Congratulations is the second album from duo MGMT, one of the many great bands from hipster mecca Brooklyn. Following 2007′s effortlessly catchy debut Oracular Spectacular, they worked with producer Pete “Sonic Boom,” member of legendary psych-rockers Spacemen 3. They describe Congratulations as “a collection of nine individual musical tours de force sequenced to flow with sonic and thematic coherence.” Say what? The new album is meant to be a complete body of songs rather than an album with standout singles, so if you expect another “Time To Pretend,” “Kids,” or “Electric Feel,” turn away right now. The production is ranging from ’60s psych rock to ’70s theatrical over-the-top compositions and is drenched in an obsession with Ray Davies, Syd Barrett, Ziggy Stardust and Marc Bolan. It’s a stylistic departure, a statement against the overwhelming rise to fame, and not wanting to meet expectations on the second album.

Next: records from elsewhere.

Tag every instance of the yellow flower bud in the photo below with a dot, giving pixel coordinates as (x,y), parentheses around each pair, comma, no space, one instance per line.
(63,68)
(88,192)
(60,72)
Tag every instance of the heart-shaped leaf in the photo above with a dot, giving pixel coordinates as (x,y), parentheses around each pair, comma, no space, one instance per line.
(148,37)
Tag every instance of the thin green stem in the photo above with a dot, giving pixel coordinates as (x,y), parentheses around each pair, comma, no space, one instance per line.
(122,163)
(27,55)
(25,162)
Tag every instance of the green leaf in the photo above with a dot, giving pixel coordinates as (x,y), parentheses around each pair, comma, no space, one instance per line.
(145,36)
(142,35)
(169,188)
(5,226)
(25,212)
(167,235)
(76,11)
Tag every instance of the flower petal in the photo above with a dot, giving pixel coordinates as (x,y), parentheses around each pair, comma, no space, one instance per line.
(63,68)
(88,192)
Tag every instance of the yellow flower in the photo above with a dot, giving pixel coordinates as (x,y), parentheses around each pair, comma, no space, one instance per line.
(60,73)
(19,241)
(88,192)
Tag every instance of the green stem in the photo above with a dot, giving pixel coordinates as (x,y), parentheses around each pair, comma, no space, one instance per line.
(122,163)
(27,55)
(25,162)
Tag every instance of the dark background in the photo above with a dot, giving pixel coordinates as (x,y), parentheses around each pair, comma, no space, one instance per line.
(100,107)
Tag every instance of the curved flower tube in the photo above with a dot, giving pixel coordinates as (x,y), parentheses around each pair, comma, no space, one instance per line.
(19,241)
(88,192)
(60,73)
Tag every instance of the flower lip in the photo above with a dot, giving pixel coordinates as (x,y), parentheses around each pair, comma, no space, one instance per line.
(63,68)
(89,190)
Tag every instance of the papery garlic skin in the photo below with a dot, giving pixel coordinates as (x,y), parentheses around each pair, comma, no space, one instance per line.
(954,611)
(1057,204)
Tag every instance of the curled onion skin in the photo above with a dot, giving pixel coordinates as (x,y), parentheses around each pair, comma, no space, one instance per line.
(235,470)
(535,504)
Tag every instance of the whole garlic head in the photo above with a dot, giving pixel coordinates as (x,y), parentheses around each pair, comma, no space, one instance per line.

First track “It’s Working” leads off with an airy ’60s feel with harpsichords, spacey synths and bouncing bass. Tribute track “Song For Dan Treacy” follows with its power pop and sounds like a hidden track from Ash’s 1977. “Someone’s Missing” opens like chamber pop with echo-heavy vocals from Andrew Van Wyngarden, but turns into a Motown song with some glam-rock vocal reverb before fading out at 2:30. The album’s strongest track is the early leaked “Flash Delirium,” a fresh sounding song with Bowie-tinged psychedelia in a Flaming Lips-esque melting pot, and going all thrash metal at the end. “Siberian Breaks” opens up beautifully like a Kings Of Convenience ballad, but soon turns into an epic and proggy multi-part and genre-shifting orchestral affair. The album’s second tribute is the hook-filled “Brian Eno,” sounding like garage-prog, if there is such thing. Wrapping up the record is the title track “Congratulations,” a slow tempo and relaxing ballad that will work great for peaceful summer nights. It ends with applause, like an ironic pat on their own back.
The whole album is a spacey trip, and it acquires several listenings to be on their side. They’re definitely not stagnant, but it’s still a step back from their debut—not in time, but in appeal.